When Britain’s Equality and Human Rights Commission announced it was investigating Labour’s treatment of its Jewish members, many of Jeremy Corbyn’s opponents claimed this as proof of his supposed antisemitism. But the inquiry is itself a political weapon — and as the Commission publishes its much-hyped, long-delayed report today, the attacks against the Left are only intensifying.
by Daniel Finn
Part 5 - A Dodgy Dossier
Fortunately, we have the opportunity to scrutinize the JLM’s submission to the EHRC, which was leaked on the eve of the 2019 general election (the CAA submission has yet to reach public view). Close examination of the JLM’s dossier reveals it to be stuffed with falsehoods, trivialities, misrepresentations, and non sequiturs.

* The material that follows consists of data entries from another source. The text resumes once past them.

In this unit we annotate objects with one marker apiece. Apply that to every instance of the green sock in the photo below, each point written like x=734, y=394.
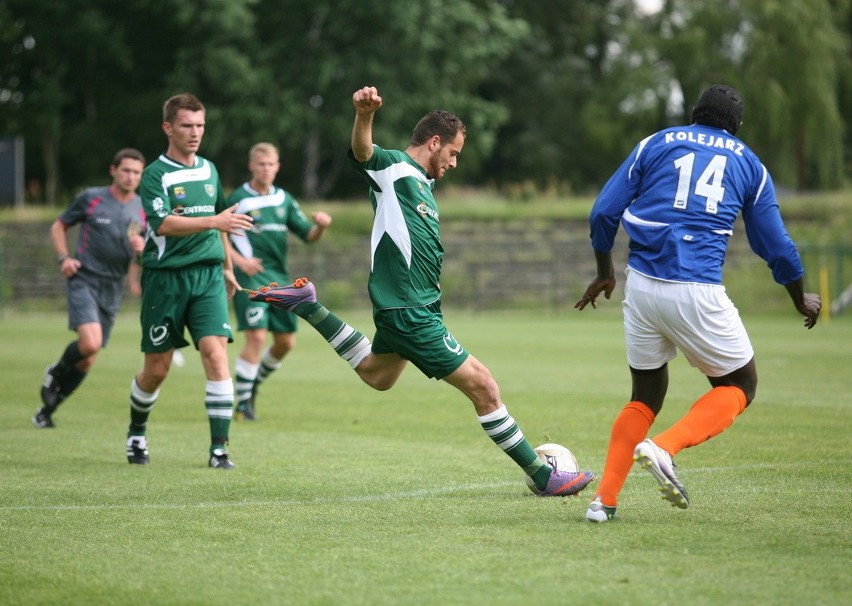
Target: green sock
x=347, y=342
x=504, y=431
x=219, y=402
x=141, y=403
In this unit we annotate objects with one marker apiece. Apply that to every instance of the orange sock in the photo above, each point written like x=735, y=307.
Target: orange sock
x=629, y=428
x=712, y=414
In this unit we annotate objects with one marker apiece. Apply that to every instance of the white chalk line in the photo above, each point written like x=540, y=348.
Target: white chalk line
x=363, y=498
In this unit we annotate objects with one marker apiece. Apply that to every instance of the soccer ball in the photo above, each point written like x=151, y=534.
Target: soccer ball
x=557, y=456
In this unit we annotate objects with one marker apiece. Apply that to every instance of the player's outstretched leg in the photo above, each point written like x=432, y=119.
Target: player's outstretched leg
x=288, y=297
x=300, y=297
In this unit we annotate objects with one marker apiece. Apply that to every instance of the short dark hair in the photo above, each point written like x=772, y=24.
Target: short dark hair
x=438, y=122
x=179, y=102
x=127, y=152
x=720, y=106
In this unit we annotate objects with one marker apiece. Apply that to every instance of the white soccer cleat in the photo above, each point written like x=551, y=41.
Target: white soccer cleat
x=659, y=463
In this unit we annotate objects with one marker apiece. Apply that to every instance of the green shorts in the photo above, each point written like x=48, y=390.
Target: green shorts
x=252, y=315
x=418, y=334
x=192, y=298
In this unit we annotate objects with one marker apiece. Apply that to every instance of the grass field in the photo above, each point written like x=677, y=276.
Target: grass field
x=343, y=495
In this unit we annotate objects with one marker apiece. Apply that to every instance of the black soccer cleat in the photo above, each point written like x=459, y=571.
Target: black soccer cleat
x=42, y=420
x=137, y=450
x=51, y=395
x=219, y=459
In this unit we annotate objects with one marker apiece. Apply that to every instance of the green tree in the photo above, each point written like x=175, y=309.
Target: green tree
x=85, y=79
x=421, y=55
x=786, y=57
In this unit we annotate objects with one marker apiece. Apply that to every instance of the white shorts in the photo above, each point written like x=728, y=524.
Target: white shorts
x=700, y=320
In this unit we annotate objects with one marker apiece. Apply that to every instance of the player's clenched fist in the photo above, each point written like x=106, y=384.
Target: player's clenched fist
x=366, y=100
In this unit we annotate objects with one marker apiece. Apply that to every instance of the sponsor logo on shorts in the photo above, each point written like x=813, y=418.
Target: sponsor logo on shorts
x=453, y=345
x=204, y=209
x=254, y=315
x=424, y=210
x=159, y=207
x=158, y=334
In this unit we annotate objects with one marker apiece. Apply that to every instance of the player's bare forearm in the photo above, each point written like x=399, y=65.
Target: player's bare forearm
x=604, y=282
x=808, y=304
x=366, y=101
x=321, y=222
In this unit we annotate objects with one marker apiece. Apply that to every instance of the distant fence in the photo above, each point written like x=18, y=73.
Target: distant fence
x=487, y=265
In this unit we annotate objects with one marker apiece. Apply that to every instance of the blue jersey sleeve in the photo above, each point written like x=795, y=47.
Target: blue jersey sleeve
x=616, y=195
x=767, y=235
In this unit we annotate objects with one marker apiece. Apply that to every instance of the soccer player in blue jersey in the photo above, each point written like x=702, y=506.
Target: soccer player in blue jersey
x=404, y=285
x=678, y=195
x=111, y=221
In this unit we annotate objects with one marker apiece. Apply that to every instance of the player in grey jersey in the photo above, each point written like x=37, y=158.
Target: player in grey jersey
x=111, y=223
x=678, y=195
x=405, y=287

The section on Jeremy Corbyn, for example, claims that “a video emerged showing Mr Corbyn in Tunisia in 2014 laying a wreath next to the graves of Black September terrorists, who murdered Israeli Olympic athletes in 1972.” In fact, the men who carried out the Munich attack that year are buried in another country, Libya. Corbyn was accused of laying a wreath for the PLO commander Abu Iyad — which would certainly be much less objectionable than the presence of British politicians like Tony Blair and David Cameron at the funeral of Ariel Sharon — but had not in fact done so.
The section on Corbyn’s purported record also accuses him of saying that “Zionists . . . don’t understand English irony” and insists that “Zionists” must have been a code word for “Jews.” In reality, Corbyn said nothing about “Zionists” as a general category of people: he was specifically addressing a small coterie of yobs, who were indeed militant, right-wing Zionists, and who were heckling the Palestinian ambassador at a meeting in London.

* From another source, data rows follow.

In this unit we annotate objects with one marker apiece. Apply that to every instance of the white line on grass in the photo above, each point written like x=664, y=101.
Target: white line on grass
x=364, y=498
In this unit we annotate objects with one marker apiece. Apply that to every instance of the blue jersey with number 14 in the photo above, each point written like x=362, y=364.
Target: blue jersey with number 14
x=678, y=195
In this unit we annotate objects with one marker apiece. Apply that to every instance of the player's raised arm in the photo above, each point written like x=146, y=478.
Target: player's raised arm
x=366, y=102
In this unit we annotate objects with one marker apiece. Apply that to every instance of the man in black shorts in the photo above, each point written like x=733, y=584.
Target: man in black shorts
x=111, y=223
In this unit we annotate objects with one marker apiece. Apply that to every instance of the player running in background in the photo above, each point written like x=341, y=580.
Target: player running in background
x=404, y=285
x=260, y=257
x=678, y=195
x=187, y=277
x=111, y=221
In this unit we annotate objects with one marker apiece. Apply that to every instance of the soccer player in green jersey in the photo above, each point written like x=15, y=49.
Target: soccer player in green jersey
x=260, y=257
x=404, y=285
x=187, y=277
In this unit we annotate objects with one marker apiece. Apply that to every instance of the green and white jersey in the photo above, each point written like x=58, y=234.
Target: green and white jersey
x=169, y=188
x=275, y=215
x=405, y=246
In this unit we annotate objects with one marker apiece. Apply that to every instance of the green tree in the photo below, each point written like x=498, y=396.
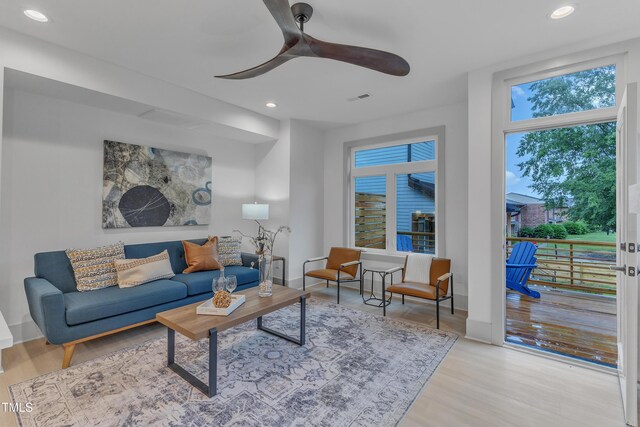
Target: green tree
x=576, y=163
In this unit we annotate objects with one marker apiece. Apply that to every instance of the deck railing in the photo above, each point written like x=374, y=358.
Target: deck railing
x=572, y=264
x=371, y=220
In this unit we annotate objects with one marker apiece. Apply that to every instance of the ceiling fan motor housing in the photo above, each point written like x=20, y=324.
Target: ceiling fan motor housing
x=302, y=12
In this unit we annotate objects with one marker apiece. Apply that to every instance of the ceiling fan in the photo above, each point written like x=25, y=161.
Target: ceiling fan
x=298, y=43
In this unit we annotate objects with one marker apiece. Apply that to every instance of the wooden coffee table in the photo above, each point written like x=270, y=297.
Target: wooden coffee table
x=198, y=326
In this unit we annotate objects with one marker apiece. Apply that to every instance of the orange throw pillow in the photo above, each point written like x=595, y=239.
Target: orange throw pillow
x=201, y=258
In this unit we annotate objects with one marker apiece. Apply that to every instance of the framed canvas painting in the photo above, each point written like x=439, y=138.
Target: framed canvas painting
x=152, y=187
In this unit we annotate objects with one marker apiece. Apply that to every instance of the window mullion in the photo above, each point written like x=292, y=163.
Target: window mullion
x=391, y=211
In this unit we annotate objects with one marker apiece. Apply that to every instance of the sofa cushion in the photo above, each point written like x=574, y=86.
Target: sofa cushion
x=56, y=268
x=175, y=249
x=94, y=268
x=134, y=272
x=82, y=307
x=201, y=281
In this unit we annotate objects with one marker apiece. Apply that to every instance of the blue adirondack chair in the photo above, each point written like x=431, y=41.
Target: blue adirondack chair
x=519, y=267
x=403, y=243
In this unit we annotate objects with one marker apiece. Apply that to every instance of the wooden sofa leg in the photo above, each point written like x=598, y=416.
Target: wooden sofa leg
x=68, y=355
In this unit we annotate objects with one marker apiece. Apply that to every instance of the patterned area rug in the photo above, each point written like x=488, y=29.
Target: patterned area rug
x=357, y=369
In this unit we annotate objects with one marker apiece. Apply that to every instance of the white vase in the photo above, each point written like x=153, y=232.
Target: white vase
x=266, y=275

Corbyn’s put-down, which relied entirely on the premise that the hecklers were English, unlike the ambassador, was characteristically much gentler than their boorish conduct merited. One is left wondering why, if Corbyn’s own record is as damning as his critics maintain, they invariably find it necessary to massage the facts into an altogether unrecognizable shape.
The JLM submission claims that the Labour MP Ian Austin was subjected to antisemitic “victimization” when he faced a disciplinary hearing for screaming abuse at the party chairman, Ian Lavery. The JLM describes this as a “heated discussion about antisemitism,” although eyewitnesses did not report hearing Austin say anything about antisemitism while he was referring to Lavery as a “bastard” and a “wanker.”
Austin, who once boasted that senior Labour figures had compared his views on immigration to those of the BNP, subsequently resigned the Labour whip, campaigned for Boris Johnson in the 2019 election, and has since received a peerage for his services.